Synopsis

On October 7, 2023, Hamas broke through the security barriers separating Gaza from southern Israel and committed the greatest massacre of the 21st century.

The terrorists posted live videos of their atrocities on social networks, making their horrors instantly accessible to the world.

Israelis expected a one-sided wave of support to denounce what has become the darkest day since the creation of the State of Israel, since the Holocaust. But that's not what happened.

The shockwaves continue to spread around the world.

Pogrom(s) explores the October 7 massacre through the testimony of the men and women who were first on the scene.

Those who witnessed the atrocities.

Those who picked up the bodies. At least what was left of them.

Those who moved between the bodies of women, men and children who had been raped, mutilated and burned alive.

Those who saw the unimaginable.

Those who will never again be able to close their eyes without remembering.

But Pogrom(s) is also an exploration of the events leading up to the October 7 massacre and their aftermath.

Pierre Rehov is well versed in the history of the Middle East and its jihadist extremists.

He instinctively understands that the origins of evil go back much further in time, and that the copies of Mein Kampf found in the houses of Gaza did not arrive there by chance. He knows where the genocidal Hamas terrorists drew their inspiration. Who guided them and how they were aided and financed.

In his investigation, Pierre Rehov traces the alliances between the Nazis and Islamist movements, which took shape as early as the 1940s, and which are rooted in their shared hatred of the Jews.

He looks back at the alienation of international organizations from the Palestinian cause, the very ones created to ensure that the events that led to the disappearance of 6 million Jews would never happen again.

On Palestinian nationalism, which emerged in the 60s and which, in the context of the Cold War, served as an anchor for a Soviet bloc losing influence in the Middle East.

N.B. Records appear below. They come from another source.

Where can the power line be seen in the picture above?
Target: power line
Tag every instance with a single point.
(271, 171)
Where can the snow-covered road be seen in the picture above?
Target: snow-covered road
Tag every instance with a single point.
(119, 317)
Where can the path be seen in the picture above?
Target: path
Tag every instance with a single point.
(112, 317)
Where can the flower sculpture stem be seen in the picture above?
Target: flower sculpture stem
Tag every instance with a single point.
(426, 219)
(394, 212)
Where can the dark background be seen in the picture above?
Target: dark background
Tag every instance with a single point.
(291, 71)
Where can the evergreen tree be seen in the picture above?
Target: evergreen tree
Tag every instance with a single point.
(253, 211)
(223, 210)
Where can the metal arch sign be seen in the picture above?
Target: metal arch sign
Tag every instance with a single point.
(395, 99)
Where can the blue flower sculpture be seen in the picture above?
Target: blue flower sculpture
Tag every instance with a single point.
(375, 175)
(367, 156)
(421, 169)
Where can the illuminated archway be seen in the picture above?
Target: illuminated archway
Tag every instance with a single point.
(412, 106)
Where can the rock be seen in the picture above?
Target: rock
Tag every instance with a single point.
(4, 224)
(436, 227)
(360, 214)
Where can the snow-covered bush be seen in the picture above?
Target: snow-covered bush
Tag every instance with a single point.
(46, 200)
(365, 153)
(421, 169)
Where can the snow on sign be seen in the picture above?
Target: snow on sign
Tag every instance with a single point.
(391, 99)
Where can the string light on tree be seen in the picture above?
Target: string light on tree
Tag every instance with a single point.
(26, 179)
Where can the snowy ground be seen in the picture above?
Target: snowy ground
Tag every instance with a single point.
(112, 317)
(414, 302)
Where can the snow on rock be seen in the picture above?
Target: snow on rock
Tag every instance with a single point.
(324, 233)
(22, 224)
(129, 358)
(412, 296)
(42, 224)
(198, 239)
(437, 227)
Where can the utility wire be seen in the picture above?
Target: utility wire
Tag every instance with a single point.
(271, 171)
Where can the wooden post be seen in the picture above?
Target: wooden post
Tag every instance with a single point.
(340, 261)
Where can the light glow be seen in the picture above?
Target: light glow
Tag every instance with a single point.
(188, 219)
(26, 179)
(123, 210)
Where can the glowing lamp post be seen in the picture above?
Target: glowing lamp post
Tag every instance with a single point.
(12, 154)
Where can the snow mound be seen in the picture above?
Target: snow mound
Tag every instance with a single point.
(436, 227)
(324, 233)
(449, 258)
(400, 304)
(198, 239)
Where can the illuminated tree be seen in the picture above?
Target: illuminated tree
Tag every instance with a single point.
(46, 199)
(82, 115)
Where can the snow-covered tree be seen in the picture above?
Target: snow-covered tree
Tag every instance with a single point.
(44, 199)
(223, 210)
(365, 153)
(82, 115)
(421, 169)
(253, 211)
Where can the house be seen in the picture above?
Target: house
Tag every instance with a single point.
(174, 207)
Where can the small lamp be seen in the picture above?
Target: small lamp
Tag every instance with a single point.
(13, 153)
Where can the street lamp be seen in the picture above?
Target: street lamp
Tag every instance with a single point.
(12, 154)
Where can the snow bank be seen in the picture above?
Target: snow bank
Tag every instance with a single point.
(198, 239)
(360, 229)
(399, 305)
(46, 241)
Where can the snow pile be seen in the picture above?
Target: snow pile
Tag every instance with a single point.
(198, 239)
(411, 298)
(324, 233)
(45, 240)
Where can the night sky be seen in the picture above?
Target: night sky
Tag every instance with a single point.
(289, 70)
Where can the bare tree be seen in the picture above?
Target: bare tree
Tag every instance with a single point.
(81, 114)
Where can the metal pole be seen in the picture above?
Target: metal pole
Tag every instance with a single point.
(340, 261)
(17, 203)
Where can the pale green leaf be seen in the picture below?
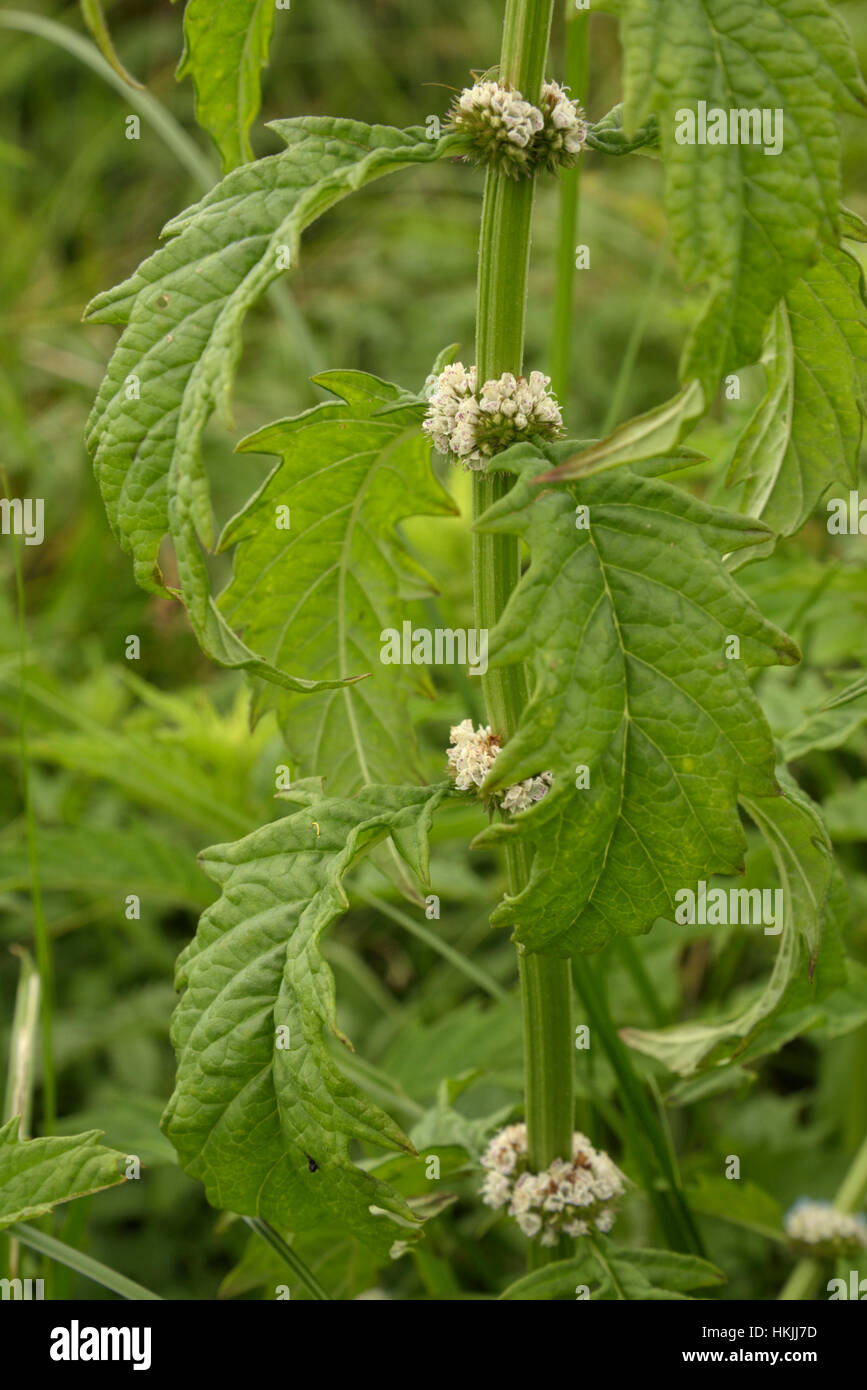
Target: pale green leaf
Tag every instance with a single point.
(655, 434)
(609, 136)
(612, 1272)
(625, 623)
(802, 854)
(745, 223)
(739, 1203)
(182, 314)
(806, 434)
(39, 1173)
(264, 1118)
(225, 47)
(314, 598)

Through the testimonies of historians, Pierre Rehov shows how all these seemingly unrelated events nevertheless served to build the Islamist fundamentalism which, in the 90s, gave rise to the totalitarian and bloodthirsty ideology of Hamas.

Over the years, this sprawling terrorist organization has succeeded in integrating and usingWestern values to hijack them and turn them into a highly effective ideological weapon.

For decades, the Muslim Brotherhood's henchmen have been infiltrating layers of thepopulation and reappropriating their struggles.

Thus, on October 8, 2023, they used the still-warm embers of the massacre in Israel to try to impose their nauseating ideology on a West still too bewildered and surprised to react as it should have.